First identified in large genetic studies, PNPLA3 has become a focal point in understanding how and why fat builds up in the liver, a condition known as fatty liver disease, or steatotic liver disease. The gene makes a protein involved in processing fat inside liver cells. Most people carry a version that functions normally. But others carry a slight alteration, the PNPLA3-148M variant, in which a single-letter switch in the gene’s code is a key driver of fat-related liver disease, including more severe forms like cirrhosis and liver cancer.
In the journal Liver International, Institute Director Arun Sanyal and colleagues from New York City and North Carolina assess the strengths and limitations of in vitro and in vivo models, as well as the challenges arising from species differences in PNPLA3 expression and function between human and murine systems.
Fatty liver disease includes a spectrum of liver conditions, starting with the simple fat accumulation (steatosis), which may cause no symptoms. If it progresses to steatohepatitis, it can cause liver inflammation and damage. Left unchecked, this can lead to cirrhosis (scarring of the liver) and hepatocellular carcinoma, the most common form of liver cancer.

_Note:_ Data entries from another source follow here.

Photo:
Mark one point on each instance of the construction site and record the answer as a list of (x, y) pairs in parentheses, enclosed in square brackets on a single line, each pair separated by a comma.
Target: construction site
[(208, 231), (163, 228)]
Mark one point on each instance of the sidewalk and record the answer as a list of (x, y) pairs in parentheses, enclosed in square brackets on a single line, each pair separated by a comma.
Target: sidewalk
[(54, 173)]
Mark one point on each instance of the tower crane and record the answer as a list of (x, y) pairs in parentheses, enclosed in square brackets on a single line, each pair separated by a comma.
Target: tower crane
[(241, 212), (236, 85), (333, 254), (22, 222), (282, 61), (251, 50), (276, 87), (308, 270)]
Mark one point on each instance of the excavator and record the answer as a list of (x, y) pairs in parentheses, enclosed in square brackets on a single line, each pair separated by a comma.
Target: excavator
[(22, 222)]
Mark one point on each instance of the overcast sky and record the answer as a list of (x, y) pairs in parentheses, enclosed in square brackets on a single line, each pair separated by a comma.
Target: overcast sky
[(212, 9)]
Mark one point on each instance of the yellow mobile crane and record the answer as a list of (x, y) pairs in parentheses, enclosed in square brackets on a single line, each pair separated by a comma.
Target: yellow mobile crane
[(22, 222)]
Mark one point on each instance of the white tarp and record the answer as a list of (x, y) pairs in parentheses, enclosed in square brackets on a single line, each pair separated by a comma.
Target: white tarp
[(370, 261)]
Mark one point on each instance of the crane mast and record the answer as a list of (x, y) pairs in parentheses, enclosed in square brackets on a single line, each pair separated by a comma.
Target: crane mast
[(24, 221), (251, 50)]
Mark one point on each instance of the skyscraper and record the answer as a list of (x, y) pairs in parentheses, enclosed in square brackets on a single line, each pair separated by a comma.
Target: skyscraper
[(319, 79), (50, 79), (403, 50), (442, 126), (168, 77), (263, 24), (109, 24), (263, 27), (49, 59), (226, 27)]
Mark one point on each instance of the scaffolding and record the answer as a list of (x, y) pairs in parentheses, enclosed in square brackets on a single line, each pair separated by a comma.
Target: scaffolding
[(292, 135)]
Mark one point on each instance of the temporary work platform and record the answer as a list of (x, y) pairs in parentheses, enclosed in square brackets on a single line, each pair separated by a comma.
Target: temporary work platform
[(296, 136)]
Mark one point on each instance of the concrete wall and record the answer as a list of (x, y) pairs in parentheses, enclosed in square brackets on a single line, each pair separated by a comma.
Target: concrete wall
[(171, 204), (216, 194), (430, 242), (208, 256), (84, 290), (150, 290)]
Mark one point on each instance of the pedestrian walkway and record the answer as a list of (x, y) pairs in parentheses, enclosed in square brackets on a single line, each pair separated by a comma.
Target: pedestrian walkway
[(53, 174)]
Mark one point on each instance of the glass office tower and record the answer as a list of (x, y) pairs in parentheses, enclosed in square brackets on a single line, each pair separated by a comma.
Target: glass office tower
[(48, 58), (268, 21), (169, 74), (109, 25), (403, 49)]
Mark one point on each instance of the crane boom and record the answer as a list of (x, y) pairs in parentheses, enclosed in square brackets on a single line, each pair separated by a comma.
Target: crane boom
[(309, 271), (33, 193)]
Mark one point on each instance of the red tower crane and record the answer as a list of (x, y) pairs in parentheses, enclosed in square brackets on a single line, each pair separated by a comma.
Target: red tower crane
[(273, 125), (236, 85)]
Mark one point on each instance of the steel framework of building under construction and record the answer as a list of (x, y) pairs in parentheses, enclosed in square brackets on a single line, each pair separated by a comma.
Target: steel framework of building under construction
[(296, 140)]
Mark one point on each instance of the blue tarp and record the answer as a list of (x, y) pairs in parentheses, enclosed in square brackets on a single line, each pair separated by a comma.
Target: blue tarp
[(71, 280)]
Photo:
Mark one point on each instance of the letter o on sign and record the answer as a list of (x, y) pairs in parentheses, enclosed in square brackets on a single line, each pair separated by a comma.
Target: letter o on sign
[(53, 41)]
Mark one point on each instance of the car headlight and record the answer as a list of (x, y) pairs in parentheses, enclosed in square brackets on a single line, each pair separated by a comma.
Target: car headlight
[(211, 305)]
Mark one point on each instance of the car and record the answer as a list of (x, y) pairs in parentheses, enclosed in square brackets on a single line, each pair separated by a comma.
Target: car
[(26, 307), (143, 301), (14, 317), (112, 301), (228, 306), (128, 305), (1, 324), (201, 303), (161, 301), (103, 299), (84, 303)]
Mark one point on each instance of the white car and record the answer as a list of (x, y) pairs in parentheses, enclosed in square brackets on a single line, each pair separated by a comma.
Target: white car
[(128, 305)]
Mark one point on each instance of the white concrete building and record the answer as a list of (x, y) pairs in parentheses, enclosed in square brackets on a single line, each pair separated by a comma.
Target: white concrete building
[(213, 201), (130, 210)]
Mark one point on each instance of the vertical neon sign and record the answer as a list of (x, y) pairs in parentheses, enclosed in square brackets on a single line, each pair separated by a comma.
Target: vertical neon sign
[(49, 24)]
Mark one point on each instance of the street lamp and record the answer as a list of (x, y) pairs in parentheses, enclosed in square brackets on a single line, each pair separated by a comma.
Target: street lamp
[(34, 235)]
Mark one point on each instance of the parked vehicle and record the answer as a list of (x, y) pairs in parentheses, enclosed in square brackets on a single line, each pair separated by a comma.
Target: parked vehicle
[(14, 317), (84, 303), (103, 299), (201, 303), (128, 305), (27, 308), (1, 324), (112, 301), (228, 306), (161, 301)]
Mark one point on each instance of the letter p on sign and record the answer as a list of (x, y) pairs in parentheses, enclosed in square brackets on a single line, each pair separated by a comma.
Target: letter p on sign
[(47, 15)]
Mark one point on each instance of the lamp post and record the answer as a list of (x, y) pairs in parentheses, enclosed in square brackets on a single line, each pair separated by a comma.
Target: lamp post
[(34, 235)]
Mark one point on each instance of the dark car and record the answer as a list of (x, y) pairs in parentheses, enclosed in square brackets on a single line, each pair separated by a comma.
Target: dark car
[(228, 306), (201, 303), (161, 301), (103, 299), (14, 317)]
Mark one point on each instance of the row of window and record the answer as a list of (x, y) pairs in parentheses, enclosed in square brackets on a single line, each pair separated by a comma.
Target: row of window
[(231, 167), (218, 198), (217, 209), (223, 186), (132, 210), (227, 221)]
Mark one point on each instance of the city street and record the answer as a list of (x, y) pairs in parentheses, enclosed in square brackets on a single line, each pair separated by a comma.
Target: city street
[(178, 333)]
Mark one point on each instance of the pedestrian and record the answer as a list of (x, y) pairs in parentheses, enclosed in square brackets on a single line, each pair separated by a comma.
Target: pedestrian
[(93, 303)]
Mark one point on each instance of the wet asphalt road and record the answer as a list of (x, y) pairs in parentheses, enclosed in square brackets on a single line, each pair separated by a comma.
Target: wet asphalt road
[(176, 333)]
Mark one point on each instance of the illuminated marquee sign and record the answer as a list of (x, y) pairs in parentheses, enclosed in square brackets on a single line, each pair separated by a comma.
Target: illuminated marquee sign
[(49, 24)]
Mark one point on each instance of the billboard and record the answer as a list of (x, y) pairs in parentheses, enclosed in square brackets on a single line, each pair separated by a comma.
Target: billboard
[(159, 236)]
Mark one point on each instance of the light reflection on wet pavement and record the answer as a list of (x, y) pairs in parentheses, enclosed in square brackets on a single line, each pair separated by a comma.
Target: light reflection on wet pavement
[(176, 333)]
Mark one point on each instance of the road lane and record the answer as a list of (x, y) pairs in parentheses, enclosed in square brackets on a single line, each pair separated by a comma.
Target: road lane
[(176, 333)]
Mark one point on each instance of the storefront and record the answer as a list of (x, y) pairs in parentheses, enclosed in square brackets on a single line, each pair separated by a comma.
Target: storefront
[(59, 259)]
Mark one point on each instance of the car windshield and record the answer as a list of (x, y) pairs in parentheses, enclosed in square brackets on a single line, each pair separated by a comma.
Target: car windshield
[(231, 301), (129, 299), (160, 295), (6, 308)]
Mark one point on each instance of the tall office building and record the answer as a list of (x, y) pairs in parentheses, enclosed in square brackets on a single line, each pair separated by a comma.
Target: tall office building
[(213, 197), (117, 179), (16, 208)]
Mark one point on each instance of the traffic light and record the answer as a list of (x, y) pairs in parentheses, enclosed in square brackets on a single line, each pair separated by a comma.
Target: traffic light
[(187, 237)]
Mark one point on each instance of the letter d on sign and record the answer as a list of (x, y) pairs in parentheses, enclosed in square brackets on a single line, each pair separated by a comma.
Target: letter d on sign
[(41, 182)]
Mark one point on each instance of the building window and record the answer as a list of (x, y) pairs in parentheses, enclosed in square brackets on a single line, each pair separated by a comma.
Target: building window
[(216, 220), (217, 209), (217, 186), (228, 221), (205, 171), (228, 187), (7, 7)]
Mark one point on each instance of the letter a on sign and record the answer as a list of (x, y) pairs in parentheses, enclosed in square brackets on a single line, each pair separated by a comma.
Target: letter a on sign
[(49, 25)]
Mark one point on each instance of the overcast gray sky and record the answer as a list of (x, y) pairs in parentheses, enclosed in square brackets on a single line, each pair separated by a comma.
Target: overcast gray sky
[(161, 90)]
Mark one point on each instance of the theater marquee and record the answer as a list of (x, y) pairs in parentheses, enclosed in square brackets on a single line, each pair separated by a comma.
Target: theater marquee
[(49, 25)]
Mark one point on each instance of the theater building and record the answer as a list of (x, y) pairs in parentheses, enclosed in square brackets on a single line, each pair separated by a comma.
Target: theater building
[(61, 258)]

While poor diet and alcohol use are familiar culprits, individuals with the PNPLA3-148M gene variant face a higher risk of developing these conditions. The researchers say that raises important questions: How exactly does this gene affect liver function? And, how can we better study it?
Instead of helping the liver break down fats, the PNPLA3-148M variant seems to trap fat in the liver. It may also interfere with other proteins responsible for managing fat storage and removal, further tipping the balance toward unhealthy fat buildup.
Studying the gene in mice hasn’t clarified matters much. Mice without the PNPLA3 gene don’t automatically develop fatty liver, suggesting that the gene variant’s story is more complex. However, when researchers introduce the human PNPLA3-148M variant into mice, the animals do show signs of liver fat accumulation, which may bring us closer to understanding the variant’s effects in humans.
Studying PNPLA3 isn’t simple, as human and mouse livers don’t function the same way. As a result, many researchers are now shifting to more human-like models, including human liver cells grown in labs and mice which carry human genes or even human liver tissue.
These models enable scientists to test not only how the gene works but also how new drugs might target it. Promising therapies aimed at blocking or modifying PNPLA3-148M are already in early development. If successful, these drugs could offer new hope for people at genetic risk of liver disease.
The PNPLA3-148M variant is found across many populations, but it’s especially common in people of Hispanic and East Asian descent. Understanding this distribution is crucial — not just for science, but for public health. Genetic screening could one day help identify individuals at higher risk and guide personalized prevention strategies.
The discovery of PNPLA3-148M has shifted how researchers think about liver disease, reminding researchers that while a single gene variant isn’t destiny, it can be a powerful factor, especially when combined with other risks.
This work was supported by the National Institute on Alcohol Abuse and Alcoholism (R01AA027327) and National Heart, Lung, and Blood Institute (P01HL160472 and R01HL131093).